Once again, I am quite pleased with the auto-tune feature of the MS8, the only thing I had to do was to do the autotune with the subwoofer channel's gains down a bit, and then bring it back up after it was done, or else the default subwoofer volume setting is a bit too laid back, especially for top-off highway motoring. 

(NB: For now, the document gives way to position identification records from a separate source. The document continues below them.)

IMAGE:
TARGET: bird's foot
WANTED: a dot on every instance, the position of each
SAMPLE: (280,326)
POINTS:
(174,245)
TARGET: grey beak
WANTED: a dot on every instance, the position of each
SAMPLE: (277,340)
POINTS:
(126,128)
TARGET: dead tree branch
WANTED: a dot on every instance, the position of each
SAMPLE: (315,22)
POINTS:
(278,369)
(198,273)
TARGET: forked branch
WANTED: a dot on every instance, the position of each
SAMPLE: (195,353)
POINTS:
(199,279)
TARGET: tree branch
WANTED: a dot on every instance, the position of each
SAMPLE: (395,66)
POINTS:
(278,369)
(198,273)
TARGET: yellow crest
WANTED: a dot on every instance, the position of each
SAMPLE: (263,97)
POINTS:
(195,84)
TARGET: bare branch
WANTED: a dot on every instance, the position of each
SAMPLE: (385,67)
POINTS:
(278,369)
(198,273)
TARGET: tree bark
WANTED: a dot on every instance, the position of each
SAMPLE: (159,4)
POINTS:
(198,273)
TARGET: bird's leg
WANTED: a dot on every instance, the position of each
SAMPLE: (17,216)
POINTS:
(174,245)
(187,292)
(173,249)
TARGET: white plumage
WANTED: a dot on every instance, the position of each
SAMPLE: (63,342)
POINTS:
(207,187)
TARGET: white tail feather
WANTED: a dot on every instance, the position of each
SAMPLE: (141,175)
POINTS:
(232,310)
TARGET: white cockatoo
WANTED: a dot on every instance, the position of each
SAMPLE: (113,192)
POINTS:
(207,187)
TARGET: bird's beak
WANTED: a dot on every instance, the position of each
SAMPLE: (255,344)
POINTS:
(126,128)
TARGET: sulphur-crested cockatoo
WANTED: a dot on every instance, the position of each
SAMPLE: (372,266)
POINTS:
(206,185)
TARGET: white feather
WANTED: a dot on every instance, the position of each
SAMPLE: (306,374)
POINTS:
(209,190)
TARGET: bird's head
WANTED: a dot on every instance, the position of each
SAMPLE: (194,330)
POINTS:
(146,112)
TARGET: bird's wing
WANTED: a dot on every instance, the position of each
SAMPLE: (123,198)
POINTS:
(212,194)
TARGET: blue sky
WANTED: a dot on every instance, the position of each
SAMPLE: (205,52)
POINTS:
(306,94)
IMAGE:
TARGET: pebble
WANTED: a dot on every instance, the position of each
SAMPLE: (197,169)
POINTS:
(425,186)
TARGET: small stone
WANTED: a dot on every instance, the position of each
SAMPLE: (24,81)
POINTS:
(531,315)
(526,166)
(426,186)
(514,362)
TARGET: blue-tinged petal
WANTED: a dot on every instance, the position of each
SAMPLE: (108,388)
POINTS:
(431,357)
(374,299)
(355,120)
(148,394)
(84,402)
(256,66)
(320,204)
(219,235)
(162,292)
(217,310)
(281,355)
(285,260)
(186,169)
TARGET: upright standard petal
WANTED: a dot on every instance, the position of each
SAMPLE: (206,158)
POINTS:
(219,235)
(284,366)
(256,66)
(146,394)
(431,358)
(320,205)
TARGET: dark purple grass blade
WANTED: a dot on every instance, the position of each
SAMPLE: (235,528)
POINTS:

The overall ambience is quite nice for such a small cabin, image is nicely centered and extends to the edge of the pillars, the stage is very deep, and hovers about 6" above the dash. midbass impact, as usual, is awesome in the Vette.  overall, just a nice balanced sound that I am quite happy with.

cheers,

b


----------



## six2six (Mar 25, 2007)

Amazing build as always. Always an inspiration to go redo my build after seeing your work.


----------



## Shelbrain (Mar 1, 2008)

You did a great job with the limitations imposed on you. Excellent work as always.


----------



## Bluenote (Aug 29, 2008)

Bing, that is just beautiful! Good work!


----------



## twing (Dec 21, 2007)

Bing, great work :thumbsup:as usual. How do you like the sound of the Cerwin Vega?


----------



## simplicityinsound (Feb 2, 2007)

i think next to the Si BM, this could be my favorite reasonable priced shallow 12" sub  I am pretty much in agreement with the reviewer on the link i posted


----------



## Mless5 (Aug 21, 2006)

Bing - excellent job!
I have a question: how do you secure top cover to the amp rack itself?

Thanks.


----------



## simplicityinsound (Feb 2, 2007)

Mless5 said:


> Bing - excellent job!
> I have a question: how do you secure top cover to the amp rack itself?
> 
> Thanks.


there are four screws that go into the front and rear edges of the top board, whcih secures to the biege covered platform underneath. which itself is secured to the main subbox amp rack structure. 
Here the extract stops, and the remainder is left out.